Monday, July 22, 2013

The Real Question is How to Further Develop Autism-related Skills

On the topic of autism, the two biggest areas of societal focus are first, the growing population of ASD (autism spectrum disorder) individuals (1/88 live births in the US; 66% college graduates on the ASD spectrum are unemployed), and second, providing resources for normalizing ASD individuals into day-to-day life activities such as work, housing, and dating.

However, there is a more forward-looking neurodiversity view of ASD. Two key points:
  • ASD is a growing societal trend, and it is unclear what this means to humanity overall
  • Part of the ASD disposition is is a unique and profound skillset, and it is a question as to what this means for the possible mental tasks and undertakings of humans
What would it be to focus on the further development of ASD skillsets in individuals as opposed to (or perhaps in opposition to) exclusive ‘normalization’ to neurotypic standards. If ASD individuals can do certain kinds of projects well (e.g.; like focusing intensively a single detailed topic, and finding patterns and exceptions), what can they do really well, and enjoy developing more fully.

One of the first deployments of the ASD skillset is commercial, in software programming where employers are well aware of the benefit of 3% error rates in computer code created by ASD programmers (vs. 18% by neurotypical programmers). Job sites like NonPareil, Semperical, and Specialists Guild are already catering to ASD programming skills. 

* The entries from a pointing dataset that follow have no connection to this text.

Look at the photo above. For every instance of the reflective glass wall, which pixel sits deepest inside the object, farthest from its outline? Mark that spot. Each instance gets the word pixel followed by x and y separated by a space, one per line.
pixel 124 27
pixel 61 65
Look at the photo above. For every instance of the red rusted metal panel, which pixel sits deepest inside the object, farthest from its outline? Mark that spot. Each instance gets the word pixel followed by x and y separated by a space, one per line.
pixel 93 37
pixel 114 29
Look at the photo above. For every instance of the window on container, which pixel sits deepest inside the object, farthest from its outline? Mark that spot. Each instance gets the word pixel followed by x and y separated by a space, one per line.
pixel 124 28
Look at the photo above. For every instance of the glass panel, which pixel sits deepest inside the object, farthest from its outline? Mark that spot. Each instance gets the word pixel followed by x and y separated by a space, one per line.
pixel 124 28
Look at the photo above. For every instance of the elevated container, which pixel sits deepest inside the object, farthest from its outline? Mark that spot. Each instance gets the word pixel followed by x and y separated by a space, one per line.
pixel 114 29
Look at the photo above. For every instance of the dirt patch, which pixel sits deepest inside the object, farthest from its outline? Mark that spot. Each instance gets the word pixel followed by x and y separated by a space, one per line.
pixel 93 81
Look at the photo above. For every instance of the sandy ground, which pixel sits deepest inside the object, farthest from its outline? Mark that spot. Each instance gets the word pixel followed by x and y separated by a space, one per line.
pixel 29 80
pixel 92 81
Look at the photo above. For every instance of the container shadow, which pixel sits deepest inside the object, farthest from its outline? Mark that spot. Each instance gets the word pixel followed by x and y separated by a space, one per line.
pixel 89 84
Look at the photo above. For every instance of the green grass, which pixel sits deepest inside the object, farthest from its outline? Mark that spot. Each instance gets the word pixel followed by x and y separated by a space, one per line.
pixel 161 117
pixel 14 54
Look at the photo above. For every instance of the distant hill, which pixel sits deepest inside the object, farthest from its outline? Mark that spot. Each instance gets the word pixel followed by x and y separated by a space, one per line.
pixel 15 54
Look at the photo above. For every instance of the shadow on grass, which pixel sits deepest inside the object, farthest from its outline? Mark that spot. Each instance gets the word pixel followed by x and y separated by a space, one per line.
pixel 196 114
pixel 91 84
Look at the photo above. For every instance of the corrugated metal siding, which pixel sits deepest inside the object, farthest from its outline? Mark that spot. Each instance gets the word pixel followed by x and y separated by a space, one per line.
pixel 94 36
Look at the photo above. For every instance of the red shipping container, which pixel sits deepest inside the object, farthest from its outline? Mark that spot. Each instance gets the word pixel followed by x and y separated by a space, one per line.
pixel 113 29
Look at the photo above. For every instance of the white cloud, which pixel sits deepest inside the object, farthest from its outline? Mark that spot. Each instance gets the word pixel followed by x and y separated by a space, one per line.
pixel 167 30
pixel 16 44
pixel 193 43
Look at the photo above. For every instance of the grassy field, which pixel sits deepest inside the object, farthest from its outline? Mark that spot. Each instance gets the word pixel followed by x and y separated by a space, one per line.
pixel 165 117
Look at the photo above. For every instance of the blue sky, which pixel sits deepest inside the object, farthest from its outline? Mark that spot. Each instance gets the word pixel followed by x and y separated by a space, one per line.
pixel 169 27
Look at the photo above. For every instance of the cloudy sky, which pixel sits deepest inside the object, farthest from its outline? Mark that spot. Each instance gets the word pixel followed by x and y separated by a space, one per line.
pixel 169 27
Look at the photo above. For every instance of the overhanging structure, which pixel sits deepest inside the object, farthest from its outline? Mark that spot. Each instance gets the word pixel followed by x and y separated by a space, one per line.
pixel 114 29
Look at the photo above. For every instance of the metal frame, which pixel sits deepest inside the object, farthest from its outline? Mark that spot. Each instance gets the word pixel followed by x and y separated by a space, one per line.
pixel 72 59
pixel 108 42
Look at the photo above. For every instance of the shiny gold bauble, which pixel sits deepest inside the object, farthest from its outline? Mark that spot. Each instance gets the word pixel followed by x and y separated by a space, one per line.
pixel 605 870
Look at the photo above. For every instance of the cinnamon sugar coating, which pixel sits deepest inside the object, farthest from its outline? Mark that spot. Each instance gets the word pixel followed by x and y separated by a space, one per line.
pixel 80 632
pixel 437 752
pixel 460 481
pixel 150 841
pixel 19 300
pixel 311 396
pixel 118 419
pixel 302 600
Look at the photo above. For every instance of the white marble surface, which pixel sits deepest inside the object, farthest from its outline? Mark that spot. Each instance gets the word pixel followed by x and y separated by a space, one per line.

A more comprehensive suite of employment-related services for the ASD market was presented at the Autism Hackathon held in San Francisco July 20-21, 2013 by MindFlower. MindFlower is the idea for an eLabor marketplace that proposes to offer two kinds of ASD-skillset related activities: Mechanical Turk-like projects in the vertical markets of big data analysis, life sciences omics, and patent and literature search, and Kaggle-like data science competitions on supercomputer-unsolvable problems. Spectrum skill assessment and development are other features of the site, along with ASD-friendly advertising.